Berijd een fiets, het is goedkoper dan autorijden wijst op deze stunt in Oslo, Noorwegen.
Fietsactivisten in Oslo, Noorwegen, hebben een spandoek opgehangen in een tankstation in een supermarkt erop wijzend dat fietsen op cornflakes loopt. De banner – opgesteld naast de kolom met exorbitante brandstofprijzen – heeft een fietspictogram naast “00.00”.
“Vandaag gratis brandstof voor fietsers”, twitterde hij YSykkelmafiaen
‘Nee, wacht, dat is altijd zo,’ snauwde de activist.
Als u een auto op benzine rijdt, hoeft u er niet aan te herinneren dat de autokosten momenteel stijgen; stijgen, gedeeltelijk dankzij de wereldwijde olieschokken veroorzaakt door de invasie van president Poetin in Oekraïne.
Om gas te besparen, wordt vanuit het hele noordelijk halfrond gevraagd om snelheidslimieten in de stijl van de jaren 70 in te voeren. Dergelijke verlagingen duurden enkele jaren in de VS en het VK na de oliecrisis van de OPEC van 1973; automobilisten in Groot-Brittannië kregen zelfs brandstofrantsoenboekjes.
De potentiële kwetsbaarheid van massamotorisering werd in deze periode voor de Nederlanders levendig tot leven gebracht doordat het Arabische olie-embargo Nederland veel meer trof dan enig ander Europees land. Nederland was doelwit omdat het de thuisbasis was van de oliemaatschappij Royal Dutch Shell.
Geconfronteerd met slinkende olievoorraden, besloot de Nederlandse nationale regering dat de beste manier voor het land om brandstof te besparen, zou zijn om het rijden op zondag te beperken.
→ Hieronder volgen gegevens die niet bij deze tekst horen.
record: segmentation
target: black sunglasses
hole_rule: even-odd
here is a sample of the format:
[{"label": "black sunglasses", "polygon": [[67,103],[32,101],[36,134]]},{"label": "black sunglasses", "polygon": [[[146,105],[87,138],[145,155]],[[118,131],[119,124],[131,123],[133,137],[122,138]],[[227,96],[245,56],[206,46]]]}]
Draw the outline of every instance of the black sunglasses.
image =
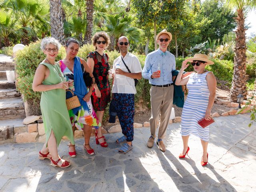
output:
[{"label": "black sunglasses", "polygon": [[100,44],[100,43],[102,43],[102,44],[103,44],[104,45],[106,44],[106,41],[97,41],[96,42],[98,45],[99,45]]},{"label": "black sunglasses", "polygon": [[123,45],[124,44],[124,45],[128,45],[129,43],[128,42],[119,42],[119,44],[120,45]]},{"label": "black sunglasses", "polygon": [[201,63],[205,63],[205,62],[204,62],[204,61],[197,61],[197,62],[191,62],[191,64],[192,65],[192,66],[194,66],[195,65],[196,65],[196,66],[199,66],[200,65],[200,64],[201,64]]},{"label": "black sunglasses", "polygon": [[168,38],[166,38],[166,39],[163,39],[162,38],[161,38],[160,39],[159,39],[159,40],[161,42],[162,42],[163,41],[164,41],[164,41],[165,41],[166,42],[167,42],[169,40],[169,39]]}]

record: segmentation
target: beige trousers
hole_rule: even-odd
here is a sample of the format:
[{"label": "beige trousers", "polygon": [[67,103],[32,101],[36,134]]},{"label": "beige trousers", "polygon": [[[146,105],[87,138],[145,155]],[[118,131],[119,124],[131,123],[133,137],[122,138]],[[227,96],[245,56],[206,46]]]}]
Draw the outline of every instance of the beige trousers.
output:
[{"label": "beige trousers", "polygon": [[151,117],[149,119],[151,136],[156,137],[156,130],[159,120],[158,138],[163,139],[169,123],[173,100],[173,85],[167,87],[151,86],[150,90]]}]

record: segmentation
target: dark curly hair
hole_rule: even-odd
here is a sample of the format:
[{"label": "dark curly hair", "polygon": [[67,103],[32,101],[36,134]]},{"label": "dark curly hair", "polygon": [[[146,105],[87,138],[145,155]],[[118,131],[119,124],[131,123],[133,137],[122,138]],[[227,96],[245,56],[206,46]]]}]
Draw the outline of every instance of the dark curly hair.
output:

Alle 3 miljoen automobilisten van het land kregen de opdracht om op zondag thuis te blijven, met als enige uitzondering diplomaten en 16.000 automobilisten die behoren tot ‘essentiële professionals’, zoals artsen.
Motorbrandstofrantsoenboek ‘, c1973. Een dergelijk brandstofrantsoenboek uitgegeven door de Britse regering om … [+]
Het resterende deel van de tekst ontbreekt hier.